The Wisconsin congressman notes that he’s been in Congress since 1999, has been to Iraq and Afghanistan, has voted to send Americans to war and has met with troops. Mr. Obama was a first-term senator from Illinois and a member of the Senate Foreign Relations Committee when he won the presidency in 2008.
Mr. Obama said that presidential nominee Mitt Romney and Mr. Ryan are “new to foreign policy” and want to take the U.S. back “to an era of blustering and blundering that cost America so dearly.”
Mr. Ryan told CBS’ “Face the Nation” that such “name-calling” is “what people do when they have nothing else to offer.”
“I have more foreign-policy experience coming into this job than President Obama did coming into his. Mitt Romney and I share the view that we need peace through strength, that we need to have a strong national defense,” Mr. Ryan said. He criticized Mr. Obama’s approach to Iran and said that “as a result of his poor Iran policy, they’re that much closer to a nuclear weapon.”
Mr. Romney has branded Russia as the “No. 1 geopolitical foe” of the U.S., and Mr. Obama has said that’s not right “unless you’re stuck in a Cold War time warp.”

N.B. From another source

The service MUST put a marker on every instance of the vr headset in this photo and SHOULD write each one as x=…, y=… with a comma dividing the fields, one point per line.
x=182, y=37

Mr. Ryan called Iran “our biggest foreign-policy threat today” and that Russia “stands a great threat.”
Asked if he disagrees with Mr. Romney’s assessment of Russia, Mr. Ryan said: “No, I think what he was saying, was among the other powers, China and Russia, that Russia stands a great threat. Look, I think sending our foreign-policy decisions to be cleared through the U.N. Security Council,” where Russia and China have veto power, “that’s not good policy. So what we have done through our foreign policy of the Obama administration is, we’ve increased the clout and the card of Russia and China, and I think that was a mistake.”